Very few records related to this company survive. Earlier in his career, however, Shakespeare wrote for a variety of companies, including for those performing in venues owned and run by Philip Henslowe, the bear-baiter, financier, social climber and public official. Extensive papers related to Henslowe’s business dealings were deposited in the library of Dulwich College, the then poor, now private, school founded by Henslowe’s son-in-law, the actor Ned Alleyn. From these we learn that a play “Harey Vj” was performed on 2nd March 1592 (Henslowe’s spelling is non-standard, perhaps eccentric even in the 1590s: at one point he renders Shakespeare’s play Titus Andronicus as “Titus &ondronicus”, something which has always given me great joy.) “Harey” or Henry, was  marked “ne”, usually taken to indicate that the play was new, and the box office takings are indicative of a premiere: that that afternoon it took 3s 16s 8d. As admission to the Rose was a penny a head for groundlings, rising to up to 3d if you wanted to sit in the galleries, and its capacity was around three hundred, this a full house. The play was performed more than a dozen further occasions over the next few months. The practice of the time was to rotate plays, allowing people to see a large repertory in very quick succession, rather than the modern practice of long runs.

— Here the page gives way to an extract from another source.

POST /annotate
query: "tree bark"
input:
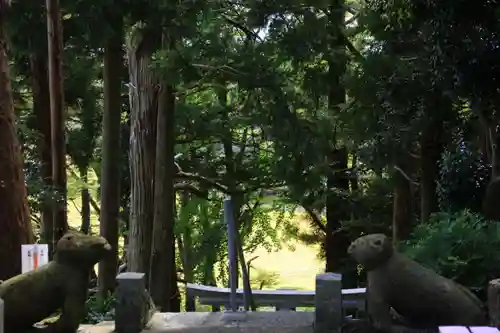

There are also few surviving documents in which people record their own responses to theatrical events of this period, but for Henry VI Part 1 we have one: The writer Thomas Nashe’s ‘Piers Penniless’, which was registered with the Stationer’s Office (the 1590s equivalent of copyright registration) in August 1592 sees Nashe praise the play, saying:

How would it have joyed brave Talbot, the terror of the French, to think that after he had lain two hundred years in his tomb, he should triumph again on the stage, and have his bones new embalmed with the tears of ten thousand spectators, at least, who in the tragedian that represents his person imagine they behold him fresh bleeding.

Henry VI Part 1 has been made for television by the BBC three times before, always as now as part of a longer sequence. An Age of Kings (1961) reduced it to an hour, and The War of the Roses (1965) was a version of the RSC’s 1963 productions, retaining their cuts. Only in 1983 did it play (practically) uncut, running for nearly three hours.(It was cut into two 90m episodes for the American market.)  This magical production directed by Jane Howell contained within a single set representing a children’s playground, which she later utilised for parts 2 and 3 and Richard III as well, is an abstract, defiantly unrealistic staging of the play about as far from The Hollow Crown’s mimetic, shot-on-location style as it’s possible to imagine. The rival dukes arrive on hobby horses, and at one point its Talbot, Trevor Peacock, does what we’d now recognise as a “Miranda Hart Look To Camera”. It’s quite a lot to live up to.

The new BBC version has an exception cast (I mean, look at it), and the production standards of the first series can’t be faulted. It’s hard to argue that first series of The Hollow Crown didn’t draw on richer and more complex plays than the second, but the Henry VI plays particularly showcase an earlier Shakespeare, whose work is more boisterous and direct; simplifying hugely, they have a little more action and a little less introspection. They’re exciting dramas of civil strife and internecine warfare, with quite a lot of sex and violence: great crowd-pleasing popular hits.

There’s no reason at all why they can’t be again.